Viel Anklang und fast immer einen vollen Saal fand die Konzert- und Kleinkunstreihe, die jeweils montags im Terrassensaal stattfand. Sie bestand aus drei Veranstaltungen, so wechselte sich der Schiller-Abend mit „Wir machen Musik“, einer Revue mit dem Juister Trio Uda Haars, Dirk Weeken und Stephan Reiß und mit „Träumen“, einer weiteren Revue mit Reiß und Birgit Krone-Lohmann, ab.

Bis vor der Coronapause konnten 125 Zuhörer in den Sitzreihen vom Terrassensaal den Veranstaltungen beiwohnen, doch wollte man danach die Menschen nicht mehr so dicht zusammensetzen, so wurden kleine runde Tische angeschaft und die Stühle darum locker platziert. Das hat sich bewährt. „Man kann nun seine Getränke abstellen und insgesamt hat sich die Atmosphäre bei den Aufführungen sehr verbessert“, freut sich Stephan Reiß.

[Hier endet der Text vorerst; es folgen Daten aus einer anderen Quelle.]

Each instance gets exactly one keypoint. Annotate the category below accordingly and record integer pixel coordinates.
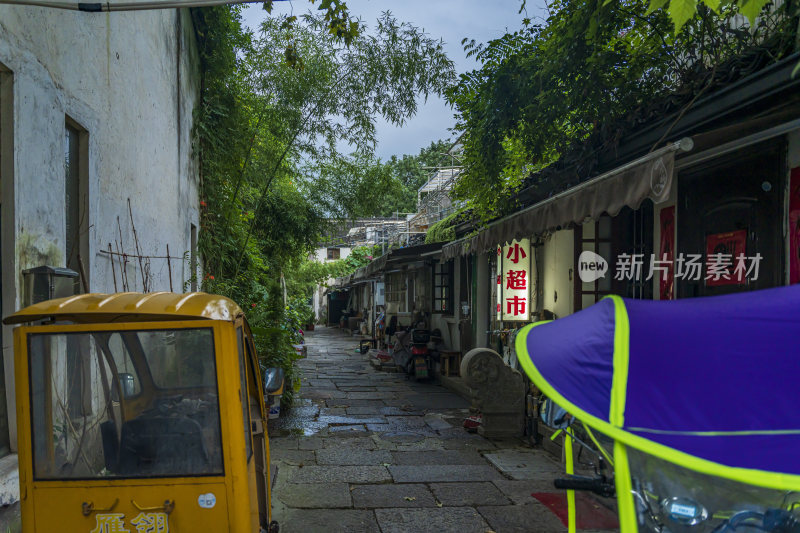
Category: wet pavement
(370, 451)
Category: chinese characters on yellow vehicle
(142, 523)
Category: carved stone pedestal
(497, 391)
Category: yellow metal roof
(130, 307)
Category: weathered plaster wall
(321, 255)
(130, 80)
(557, 262)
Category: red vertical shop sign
(667, 281)
(794, 226)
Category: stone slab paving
(370, 451)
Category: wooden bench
(448, 358)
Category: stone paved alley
(364, 450)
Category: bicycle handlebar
(598, 485)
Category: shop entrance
(730, 206)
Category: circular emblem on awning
(658, 178)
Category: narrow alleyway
(364, 450)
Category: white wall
(558, 259)
(131, 80)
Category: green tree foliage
(275, 107)
(445, 229)
(574, 84)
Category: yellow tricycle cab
(141, 413)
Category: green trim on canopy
(747, 476)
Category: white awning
(649, 176)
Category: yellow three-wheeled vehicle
(141, 413)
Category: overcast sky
(450, 20)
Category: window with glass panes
(443, 288)
(594, 236)
(396, 290)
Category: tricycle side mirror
(273, 381)
(127, 383)
(554, 416)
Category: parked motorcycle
(411, 352)
(692, 404)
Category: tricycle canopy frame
(708, 383)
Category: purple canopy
(714, 378)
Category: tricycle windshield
(124, 404)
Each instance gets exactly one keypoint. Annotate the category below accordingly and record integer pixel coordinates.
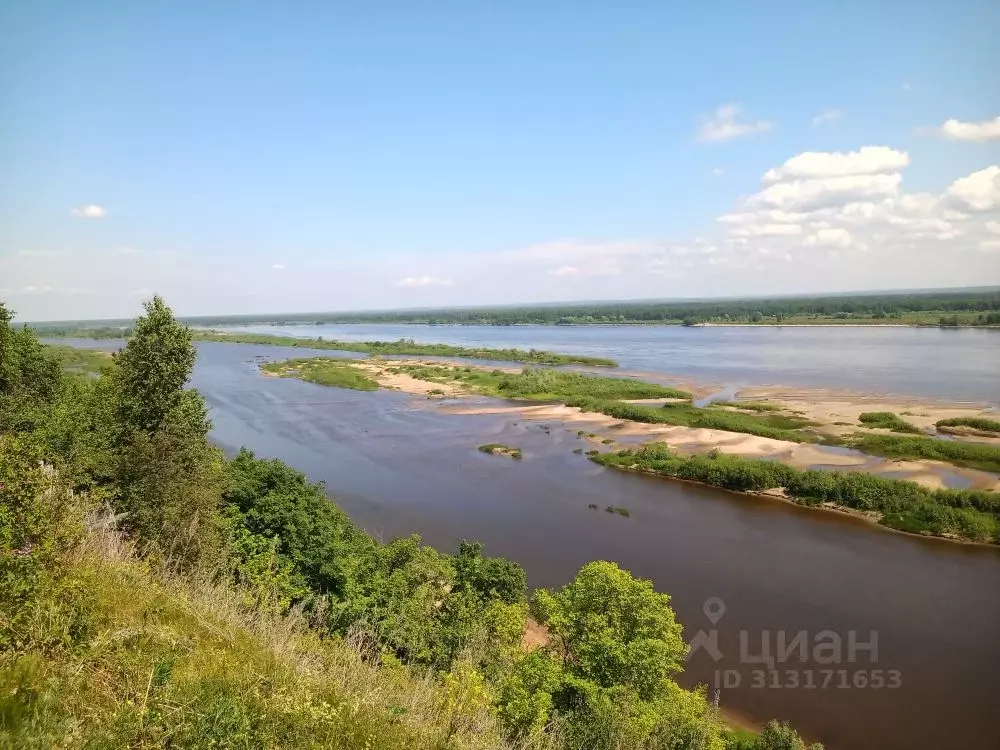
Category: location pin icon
(714, 608)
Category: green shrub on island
(154, 593)
(976, 423)
(408, 347)
(747, 405)
(886, 420)
(541, 383)
(329, 371)
(972, 455)
(966, 514)
(499, 449)
(619, 510)
(776, 426)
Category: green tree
(168, 478)
(29, 376)
(779, 735)
(612, 629)
(152, 370)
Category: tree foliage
(134, 437)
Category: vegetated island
(970, 515)
(381, 348)
(947, 307)
(499, 449)
(154, 593)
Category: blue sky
(241, 157)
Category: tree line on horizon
(839, 307)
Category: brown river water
(879, 640)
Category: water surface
(398, 465)
(942, 363)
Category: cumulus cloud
(869, 160)
(417, 281)
(89, 212)
(812, 194)
(727, 122)
(980, 191)
(767, 230)
(831, 237)
(565, 271)
(978, 132)
(829, 115)
(821, 205)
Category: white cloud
(416, 281)
(980, 191)
(815, 164)
(767, 230)
(89, 212)
(829, 115)
(43, 253)
(728, 122)
(812, 194)
(565, 271)
(835, 237)
(978, 132)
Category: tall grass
(966, 514)
(973, 455)
(977, 423)
(887, 421)
(407, 346)
(338, 373)
(141, 657)
(776, 426)
(542, 384)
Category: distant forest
(973, 307)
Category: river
(959, 363)
(768, 571)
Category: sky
(316, 156)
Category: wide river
(753, 574)
(959, 363)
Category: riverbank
(401, 464)
(809, 416)
(751, 447)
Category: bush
(977, 423)
(887, 421)
(974, 455)
(967, 514)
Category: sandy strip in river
(826, 406)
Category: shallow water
(400, 464)
(942, 363)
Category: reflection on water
(777, 567)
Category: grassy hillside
(156, 594)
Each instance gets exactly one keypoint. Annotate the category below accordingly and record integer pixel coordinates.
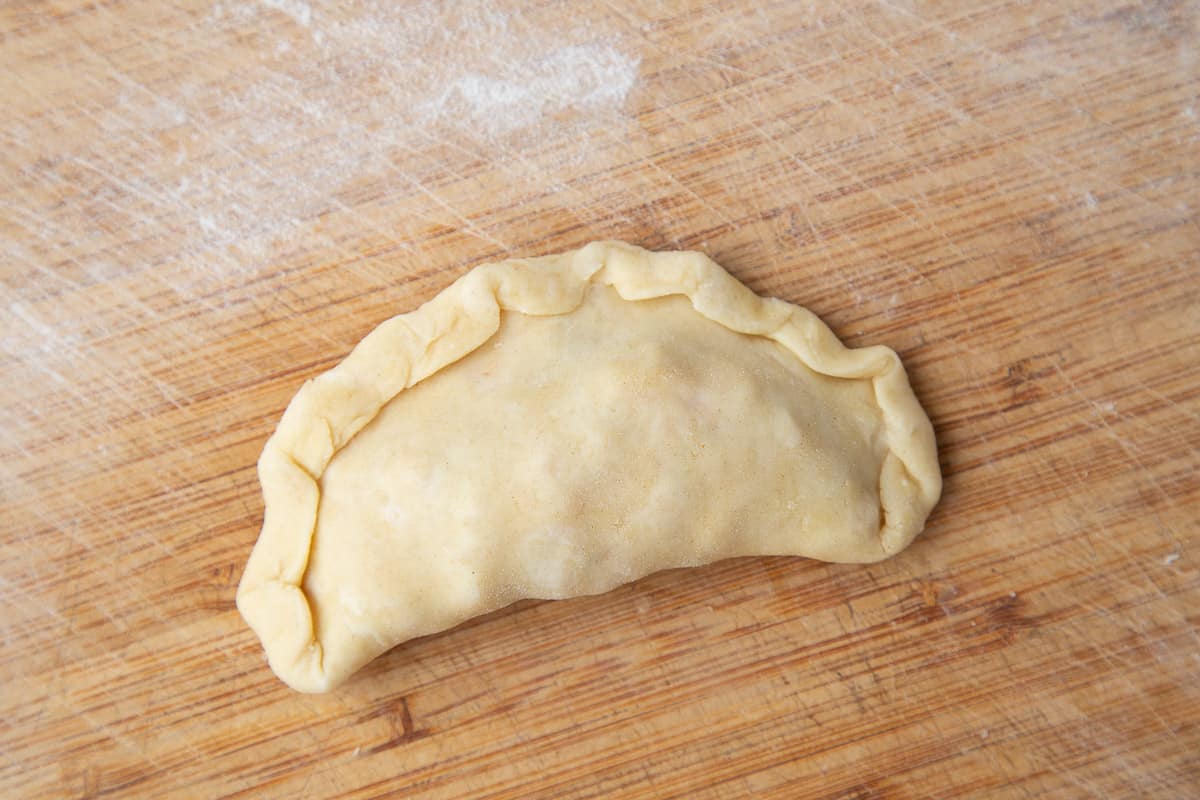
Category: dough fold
(556, 426)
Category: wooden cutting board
(207, 203)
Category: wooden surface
(204, 204)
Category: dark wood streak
(1002, 192)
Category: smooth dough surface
(559, 426)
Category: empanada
(558, 426)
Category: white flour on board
(279, 112)
(355, 89)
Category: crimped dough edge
(331, 408)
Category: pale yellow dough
(558, 426)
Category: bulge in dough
(558, 426)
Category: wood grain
(205, 204)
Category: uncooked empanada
(557, 426)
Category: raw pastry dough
(558, 426)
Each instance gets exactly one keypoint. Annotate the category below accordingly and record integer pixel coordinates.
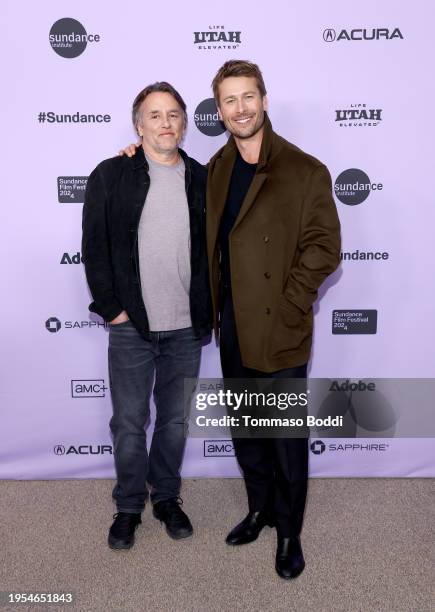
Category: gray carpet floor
(368, 545)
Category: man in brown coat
(273, 236)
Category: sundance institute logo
(353, 186)
(207, 118)
(68, 38)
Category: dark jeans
(275, 469)
(134, 363)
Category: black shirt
(241, 179)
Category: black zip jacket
(115, 195)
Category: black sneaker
(176, 521)
(121, 534)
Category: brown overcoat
(284, 243)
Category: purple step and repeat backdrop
(352, 86)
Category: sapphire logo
(68, 38)
(207, 118)
(317, 447)
(353, 187)
(53, 325)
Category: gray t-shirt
(164, 248)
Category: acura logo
(329, 35)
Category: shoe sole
(172, 535)
(178, 537)
(248, 541)
(289, 577)
(115, 545)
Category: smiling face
(161, 124)
(241, 106)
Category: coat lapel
(217, 192)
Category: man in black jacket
(145, 260)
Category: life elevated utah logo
(353, 186)
(68, 38)
(358, 115)
(217, 37)
(331, 35)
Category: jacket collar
(229, 152)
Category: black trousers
(276, 469)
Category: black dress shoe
(289, 557)
(176, 521)
(249, 529)
(121, 534)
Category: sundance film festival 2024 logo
(207, 118)
(71, 189)
(358, 115)
(353, 187)
(361, 34)
(68, 37)
(216, 38)
(354, 321)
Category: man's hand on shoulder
(130, 150)
(121, 318)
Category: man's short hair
(163, 87)
(238, 68)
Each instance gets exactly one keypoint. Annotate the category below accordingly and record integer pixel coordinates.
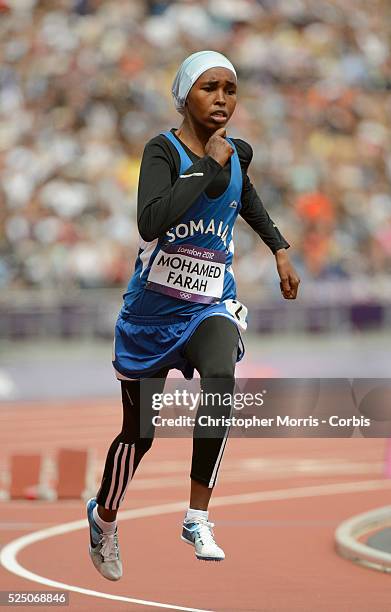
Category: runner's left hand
(289, 278)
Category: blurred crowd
(85, 84)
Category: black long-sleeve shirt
(163, 198)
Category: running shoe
(104, 548)
(199, 534)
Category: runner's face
(212, 99)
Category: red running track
(279, 540)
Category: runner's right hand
(219, 148)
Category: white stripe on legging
(121, 476)
(212, 481)
(130, 474)
(113, 476)
(216, 466)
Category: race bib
(188, 272)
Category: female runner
(180, 309)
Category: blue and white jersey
(179, 280)
(191, 265)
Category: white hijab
(191, 69)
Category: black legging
(212, 351)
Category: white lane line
(10, 551)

Auch wenn Reiß als hauptamtliche Kirchenkraft als Hauptoranisator tätig ist, ist er sehr dankbar für ein Team von sechs bis acht ehrenamtlichen Helferinnen (in der Überzahl) und Helfern, die sich um die Einlasskontrolle, Getränkeverkauf und -einkauf, Aufräumen, Gläserspülen usw. kümmern. Es klappt hervorragend, so Reiß: „Ohne das Team und dessen großes Engagement wären solche Veranstaltungen gar nicht möglich.“ Zum Schillerabend präsentiert sich das Helfer-Team sogar in historischen Perücken aus jener Zeit.

Wer jetzt Lust bekommen hat und gerne mal im Terrassensaal dabei sein will, am Montag, den 10.Oktober, gibt es um 20:15 Uhr noch einmal „Wir machen Musik“ mit Musik von den Comedian Harmonists über die französische Chansontradition bis hin zu eigenen Liedern und Ensemblenummern. Da die Zahl der Sitzplätze begrenzt ist, sollte man sich vorher unter der Rufnummer 04935-910913 anmelden.

Und wer sich gerne einen Eindruck vom Schiller-Abend machen will, auch das ist möglich, denn auf YouTube gibt es ein etwa zehnminütiges Promovideo. Entweder dort unter „Musik rund um die Juister Inselkirche“ sehen oder direkt unter: https://www.youtube.com/watch?v=JioC3T4Fc_M

Das Foto oben auf der Startseite zeigt Stephan Reiß auf den Schößen seines Mitarbeiterteams, (v.l.n.r.) Dirk Weeken, Uda Haars, Petra Wagner, Heike Westkott und die ehemalige Inselpastorin Elisabeth Tobaben.

Das zweite Foto ist das Plakat/Eintrittskarte zur Veranstaltung, auf der Rückseite übrigens zum gemeinsamen Singen der Text der „Ode an die Freude“.

Die Aufnahmen drei und vier zeigen Stephan Reiß während seiner Vorstellung von Friedrich Schiller.

Auf dem Bild fünf sind Heike Westkott (links) und Elisabeth Tobaben zu sehen, die sich beim Vortragenden bedanken und auf den Ausklang des Abends vorbereiten.

Foto Nr. Sechs zeigt Petra Wagner mit historischer Haartracht beim Ausschank der im Terrassensaal angebotenen Kaltgetränke.